The bloodiest day in the history of the United States took place on the 75th anniversary of the signing of the Constitution. On September 17, 1862, Robert E. Lee’s Army of Northern Virginia fought George McClellan’s Army of the Potomac outside Sharpsburg along Antietam Creek. That day, nearly 25,000 would become casualties, and Lee’s army barely survived fighting the much bigger Northern army.
Although the battle was tactically a draw, it resulted in forcing Lee’s army out of Maryland and back into Virginia, making it a strategic victory for the North and an opportune time for President Abraham Lincoln to issue the Emancipation Proclamation, freeing all slaves in the rebellious states. For those reasons, Antietam is one of the major turning points of the Civil War.

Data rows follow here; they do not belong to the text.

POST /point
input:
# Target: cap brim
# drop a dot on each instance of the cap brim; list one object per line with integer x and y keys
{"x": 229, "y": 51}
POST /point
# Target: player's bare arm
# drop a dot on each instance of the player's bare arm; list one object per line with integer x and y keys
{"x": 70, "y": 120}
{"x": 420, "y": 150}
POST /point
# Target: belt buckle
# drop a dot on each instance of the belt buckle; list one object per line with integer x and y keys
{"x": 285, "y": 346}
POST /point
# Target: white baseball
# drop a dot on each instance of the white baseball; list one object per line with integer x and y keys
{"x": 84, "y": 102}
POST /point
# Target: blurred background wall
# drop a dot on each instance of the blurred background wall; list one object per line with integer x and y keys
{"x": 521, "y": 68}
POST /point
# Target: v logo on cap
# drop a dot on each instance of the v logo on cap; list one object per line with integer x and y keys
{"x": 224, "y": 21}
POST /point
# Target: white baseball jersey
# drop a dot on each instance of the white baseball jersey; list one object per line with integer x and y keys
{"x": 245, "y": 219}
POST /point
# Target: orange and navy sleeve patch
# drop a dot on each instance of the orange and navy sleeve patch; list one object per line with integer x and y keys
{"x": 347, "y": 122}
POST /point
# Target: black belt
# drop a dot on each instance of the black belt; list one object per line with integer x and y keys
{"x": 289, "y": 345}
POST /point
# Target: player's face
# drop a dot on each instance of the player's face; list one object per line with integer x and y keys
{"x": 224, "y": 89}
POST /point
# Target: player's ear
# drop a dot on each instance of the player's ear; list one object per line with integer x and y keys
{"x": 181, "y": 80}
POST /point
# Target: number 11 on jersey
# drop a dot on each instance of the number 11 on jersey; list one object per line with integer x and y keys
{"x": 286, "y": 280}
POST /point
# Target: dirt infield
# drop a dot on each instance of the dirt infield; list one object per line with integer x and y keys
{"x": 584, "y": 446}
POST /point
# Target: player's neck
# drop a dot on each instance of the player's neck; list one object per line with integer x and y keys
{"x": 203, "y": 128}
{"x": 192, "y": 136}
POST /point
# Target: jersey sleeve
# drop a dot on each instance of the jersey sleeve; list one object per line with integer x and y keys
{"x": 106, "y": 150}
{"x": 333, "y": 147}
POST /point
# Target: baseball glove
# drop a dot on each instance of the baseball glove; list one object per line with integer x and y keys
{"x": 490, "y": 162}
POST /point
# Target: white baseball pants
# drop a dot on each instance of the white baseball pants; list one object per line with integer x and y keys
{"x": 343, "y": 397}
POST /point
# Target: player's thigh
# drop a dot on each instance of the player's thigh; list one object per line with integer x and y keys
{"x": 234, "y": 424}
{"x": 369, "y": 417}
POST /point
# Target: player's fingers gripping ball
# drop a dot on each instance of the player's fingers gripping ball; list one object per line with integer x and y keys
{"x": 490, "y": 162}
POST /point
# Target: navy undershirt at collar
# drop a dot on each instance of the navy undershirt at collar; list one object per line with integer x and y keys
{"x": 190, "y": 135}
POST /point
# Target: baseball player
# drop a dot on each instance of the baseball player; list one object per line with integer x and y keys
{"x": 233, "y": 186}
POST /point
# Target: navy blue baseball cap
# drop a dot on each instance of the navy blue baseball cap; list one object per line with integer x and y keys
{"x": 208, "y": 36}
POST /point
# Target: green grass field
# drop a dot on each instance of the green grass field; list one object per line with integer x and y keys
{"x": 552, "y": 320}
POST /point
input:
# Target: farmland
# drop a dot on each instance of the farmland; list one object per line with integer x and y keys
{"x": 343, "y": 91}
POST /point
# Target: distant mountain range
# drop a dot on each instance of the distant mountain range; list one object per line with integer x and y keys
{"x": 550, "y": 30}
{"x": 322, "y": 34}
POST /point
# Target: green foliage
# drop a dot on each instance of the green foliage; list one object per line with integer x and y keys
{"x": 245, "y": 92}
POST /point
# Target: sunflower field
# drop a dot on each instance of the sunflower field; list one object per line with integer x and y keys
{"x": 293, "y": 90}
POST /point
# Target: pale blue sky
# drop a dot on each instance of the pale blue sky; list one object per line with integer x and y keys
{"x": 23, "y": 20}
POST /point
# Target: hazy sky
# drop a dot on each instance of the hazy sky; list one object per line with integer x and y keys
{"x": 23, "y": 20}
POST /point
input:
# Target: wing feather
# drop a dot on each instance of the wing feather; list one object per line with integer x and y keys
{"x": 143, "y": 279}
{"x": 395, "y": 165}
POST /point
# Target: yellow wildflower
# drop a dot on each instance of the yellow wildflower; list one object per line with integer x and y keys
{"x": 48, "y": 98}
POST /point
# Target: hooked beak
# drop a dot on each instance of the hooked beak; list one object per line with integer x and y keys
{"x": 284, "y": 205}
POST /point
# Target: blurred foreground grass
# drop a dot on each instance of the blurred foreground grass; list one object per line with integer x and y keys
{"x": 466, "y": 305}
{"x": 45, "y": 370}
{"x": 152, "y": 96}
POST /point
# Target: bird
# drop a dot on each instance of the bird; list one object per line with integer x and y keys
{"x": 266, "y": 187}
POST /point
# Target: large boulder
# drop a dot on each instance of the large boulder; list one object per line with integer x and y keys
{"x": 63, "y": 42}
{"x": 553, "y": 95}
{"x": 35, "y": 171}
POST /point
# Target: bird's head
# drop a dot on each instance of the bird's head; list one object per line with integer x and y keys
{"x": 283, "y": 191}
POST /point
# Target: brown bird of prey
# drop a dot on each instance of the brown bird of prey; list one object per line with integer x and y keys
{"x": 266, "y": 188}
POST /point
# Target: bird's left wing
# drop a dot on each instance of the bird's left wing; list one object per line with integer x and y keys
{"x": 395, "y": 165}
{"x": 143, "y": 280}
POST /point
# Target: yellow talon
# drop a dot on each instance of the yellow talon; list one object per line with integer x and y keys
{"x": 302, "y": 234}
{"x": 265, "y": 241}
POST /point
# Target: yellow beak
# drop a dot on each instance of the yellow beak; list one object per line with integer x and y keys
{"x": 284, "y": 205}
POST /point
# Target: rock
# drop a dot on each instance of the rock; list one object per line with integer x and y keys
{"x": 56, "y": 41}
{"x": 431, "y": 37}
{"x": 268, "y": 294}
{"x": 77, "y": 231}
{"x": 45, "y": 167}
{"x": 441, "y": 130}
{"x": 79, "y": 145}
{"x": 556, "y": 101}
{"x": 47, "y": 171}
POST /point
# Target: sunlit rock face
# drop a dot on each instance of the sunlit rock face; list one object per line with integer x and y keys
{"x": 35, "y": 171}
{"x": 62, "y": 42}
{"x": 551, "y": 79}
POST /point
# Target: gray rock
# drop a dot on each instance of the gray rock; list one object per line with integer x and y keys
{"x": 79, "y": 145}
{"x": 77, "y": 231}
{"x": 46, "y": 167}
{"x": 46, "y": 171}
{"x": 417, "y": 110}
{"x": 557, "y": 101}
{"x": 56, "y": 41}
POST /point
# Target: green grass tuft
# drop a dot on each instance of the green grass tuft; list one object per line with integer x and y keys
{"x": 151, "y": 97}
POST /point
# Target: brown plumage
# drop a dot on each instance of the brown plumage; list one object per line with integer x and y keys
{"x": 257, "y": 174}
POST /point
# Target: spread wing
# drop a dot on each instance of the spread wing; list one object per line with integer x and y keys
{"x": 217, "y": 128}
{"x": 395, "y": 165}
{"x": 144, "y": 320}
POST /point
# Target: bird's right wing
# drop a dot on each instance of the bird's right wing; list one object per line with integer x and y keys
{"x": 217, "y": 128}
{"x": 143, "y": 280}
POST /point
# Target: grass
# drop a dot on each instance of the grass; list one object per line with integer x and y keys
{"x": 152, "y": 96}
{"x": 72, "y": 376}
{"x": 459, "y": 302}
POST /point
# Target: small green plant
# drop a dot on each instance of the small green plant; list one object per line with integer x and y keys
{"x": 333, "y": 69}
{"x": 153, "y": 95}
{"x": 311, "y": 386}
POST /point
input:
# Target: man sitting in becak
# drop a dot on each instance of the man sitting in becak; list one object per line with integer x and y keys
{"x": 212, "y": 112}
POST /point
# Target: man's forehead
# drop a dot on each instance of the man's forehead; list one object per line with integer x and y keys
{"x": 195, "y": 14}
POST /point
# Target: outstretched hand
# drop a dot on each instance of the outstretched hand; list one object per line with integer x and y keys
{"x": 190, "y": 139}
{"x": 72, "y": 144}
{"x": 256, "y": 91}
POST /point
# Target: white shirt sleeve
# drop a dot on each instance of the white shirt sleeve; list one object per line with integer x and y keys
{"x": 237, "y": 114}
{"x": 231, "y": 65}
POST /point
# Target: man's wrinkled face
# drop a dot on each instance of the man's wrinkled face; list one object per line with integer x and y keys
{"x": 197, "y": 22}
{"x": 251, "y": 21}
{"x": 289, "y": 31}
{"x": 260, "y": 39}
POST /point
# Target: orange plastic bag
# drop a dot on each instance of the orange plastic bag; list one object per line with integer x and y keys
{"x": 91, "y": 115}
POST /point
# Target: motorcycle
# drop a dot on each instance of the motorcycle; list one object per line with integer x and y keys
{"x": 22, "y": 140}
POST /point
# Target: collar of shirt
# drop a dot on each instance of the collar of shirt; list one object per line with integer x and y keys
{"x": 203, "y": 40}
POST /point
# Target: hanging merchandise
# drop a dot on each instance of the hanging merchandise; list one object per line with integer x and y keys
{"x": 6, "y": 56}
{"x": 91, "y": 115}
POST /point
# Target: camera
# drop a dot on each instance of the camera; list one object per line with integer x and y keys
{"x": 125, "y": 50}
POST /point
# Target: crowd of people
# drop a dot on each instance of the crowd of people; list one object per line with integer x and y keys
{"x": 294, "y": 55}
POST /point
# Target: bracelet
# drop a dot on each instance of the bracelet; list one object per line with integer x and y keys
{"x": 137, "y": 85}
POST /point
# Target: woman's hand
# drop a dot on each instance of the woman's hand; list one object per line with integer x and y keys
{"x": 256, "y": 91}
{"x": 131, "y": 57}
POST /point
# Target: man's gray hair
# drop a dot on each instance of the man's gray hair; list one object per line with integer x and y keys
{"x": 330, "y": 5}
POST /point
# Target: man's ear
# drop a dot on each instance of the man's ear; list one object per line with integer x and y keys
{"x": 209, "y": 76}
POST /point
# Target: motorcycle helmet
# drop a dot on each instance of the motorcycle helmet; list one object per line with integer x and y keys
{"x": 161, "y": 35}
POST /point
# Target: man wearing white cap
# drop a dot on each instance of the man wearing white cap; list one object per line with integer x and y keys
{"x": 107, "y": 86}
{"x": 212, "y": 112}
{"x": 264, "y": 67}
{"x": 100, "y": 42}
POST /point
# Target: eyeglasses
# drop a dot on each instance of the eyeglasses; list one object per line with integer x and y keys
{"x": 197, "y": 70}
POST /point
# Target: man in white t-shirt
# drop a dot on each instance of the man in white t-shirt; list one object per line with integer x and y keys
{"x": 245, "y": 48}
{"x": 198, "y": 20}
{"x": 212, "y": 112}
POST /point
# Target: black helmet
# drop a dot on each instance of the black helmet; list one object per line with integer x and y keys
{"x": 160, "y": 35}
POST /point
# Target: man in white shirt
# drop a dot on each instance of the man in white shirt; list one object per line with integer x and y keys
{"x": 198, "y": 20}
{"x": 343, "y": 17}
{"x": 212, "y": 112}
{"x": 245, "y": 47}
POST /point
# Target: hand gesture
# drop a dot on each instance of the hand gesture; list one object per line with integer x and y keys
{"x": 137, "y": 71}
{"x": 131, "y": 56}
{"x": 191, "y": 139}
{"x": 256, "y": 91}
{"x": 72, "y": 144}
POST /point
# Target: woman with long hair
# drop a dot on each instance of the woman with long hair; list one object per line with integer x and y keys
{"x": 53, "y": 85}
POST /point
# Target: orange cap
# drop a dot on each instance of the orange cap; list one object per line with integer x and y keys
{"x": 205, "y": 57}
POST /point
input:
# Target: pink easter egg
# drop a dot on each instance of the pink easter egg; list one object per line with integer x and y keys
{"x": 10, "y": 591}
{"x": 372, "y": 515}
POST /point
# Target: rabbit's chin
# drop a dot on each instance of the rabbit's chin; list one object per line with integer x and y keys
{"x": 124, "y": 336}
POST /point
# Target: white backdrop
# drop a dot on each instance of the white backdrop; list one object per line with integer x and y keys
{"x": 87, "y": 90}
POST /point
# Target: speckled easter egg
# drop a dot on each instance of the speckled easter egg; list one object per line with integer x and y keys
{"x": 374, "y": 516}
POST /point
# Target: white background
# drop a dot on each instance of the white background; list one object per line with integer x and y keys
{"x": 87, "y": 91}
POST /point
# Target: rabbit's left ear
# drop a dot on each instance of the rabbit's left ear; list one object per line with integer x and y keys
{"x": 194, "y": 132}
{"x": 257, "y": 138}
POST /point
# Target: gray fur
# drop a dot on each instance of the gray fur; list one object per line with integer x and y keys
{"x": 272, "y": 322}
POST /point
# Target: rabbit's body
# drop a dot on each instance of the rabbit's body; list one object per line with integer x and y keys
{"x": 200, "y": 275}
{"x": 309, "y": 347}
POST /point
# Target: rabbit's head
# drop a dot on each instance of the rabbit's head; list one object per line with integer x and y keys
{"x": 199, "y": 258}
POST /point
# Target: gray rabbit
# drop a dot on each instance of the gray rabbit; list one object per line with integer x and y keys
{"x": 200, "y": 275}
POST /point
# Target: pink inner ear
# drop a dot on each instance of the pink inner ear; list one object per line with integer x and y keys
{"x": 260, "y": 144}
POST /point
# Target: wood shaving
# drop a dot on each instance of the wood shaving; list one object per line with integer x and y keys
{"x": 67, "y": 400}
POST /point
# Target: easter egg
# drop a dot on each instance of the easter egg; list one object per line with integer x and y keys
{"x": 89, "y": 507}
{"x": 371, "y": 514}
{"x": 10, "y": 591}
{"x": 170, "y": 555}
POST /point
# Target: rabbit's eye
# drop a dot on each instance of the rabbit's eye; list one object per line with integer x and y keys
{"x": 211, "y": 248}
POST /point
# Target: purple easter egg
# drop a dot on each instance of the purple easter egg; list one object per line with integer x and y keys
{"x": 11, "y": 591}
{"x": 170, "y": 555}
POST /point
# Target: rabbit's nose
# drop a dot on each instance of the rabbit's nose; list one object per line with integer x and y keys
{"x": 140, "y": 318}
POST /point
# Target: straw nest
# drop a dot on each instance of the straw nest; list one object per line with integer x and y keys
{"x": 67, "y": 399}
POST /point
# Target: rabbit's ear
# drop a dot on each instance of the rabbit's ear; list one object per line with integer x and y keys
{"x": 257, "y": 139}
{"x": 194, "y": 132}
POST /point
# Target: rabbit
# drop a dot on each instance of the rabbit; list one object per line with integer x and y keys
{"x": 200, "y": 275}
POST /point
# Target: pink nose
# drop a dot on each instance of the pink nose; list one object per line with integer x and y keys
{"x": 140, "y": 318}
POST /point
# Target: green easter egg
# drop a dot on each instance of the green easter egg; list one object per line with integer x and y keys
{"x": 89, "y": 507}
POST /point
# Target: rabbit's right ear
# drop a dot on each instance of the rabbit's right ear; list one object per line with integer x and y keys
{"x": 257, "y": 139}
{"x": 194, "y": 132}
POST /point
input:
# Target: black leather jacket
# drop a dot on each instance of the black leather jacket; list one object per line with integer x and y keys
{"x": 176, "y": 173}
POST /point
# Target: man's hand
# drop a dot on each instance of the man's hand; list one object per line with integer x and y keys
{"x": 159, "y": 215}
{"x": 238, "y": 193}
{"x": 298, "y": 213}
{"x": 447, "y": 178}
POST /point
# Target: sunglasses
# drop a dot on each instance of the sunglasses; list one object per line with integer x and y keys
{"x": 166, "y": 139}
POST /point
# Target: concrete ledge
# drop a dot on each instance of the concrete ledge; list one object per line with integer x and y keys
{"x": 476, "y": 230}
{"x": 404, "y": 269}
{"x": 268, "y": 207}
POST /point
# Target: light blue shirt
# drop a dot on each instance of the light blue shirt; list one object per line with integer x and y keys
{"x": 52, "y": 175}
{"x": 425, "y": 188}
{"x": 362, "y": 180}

Before all of the generals relived Antietam in their memoirs, they wrote official accounts of the battle and the Maryland Campaign to their superiors, and these accounts were preserved in the Official Records. This collection of Union generals’ accounts of the Battle of Antietam and the Maryland Campaign include the accounts of Commander George B. McClellan, Corps commander Ambrose Burnside, and other generals including George Meade, Fitz John Porter and Winfield Scott Hancock. It is specially formatted with a Table of Contents for each general’s account, and pictures of the generals who fought in it.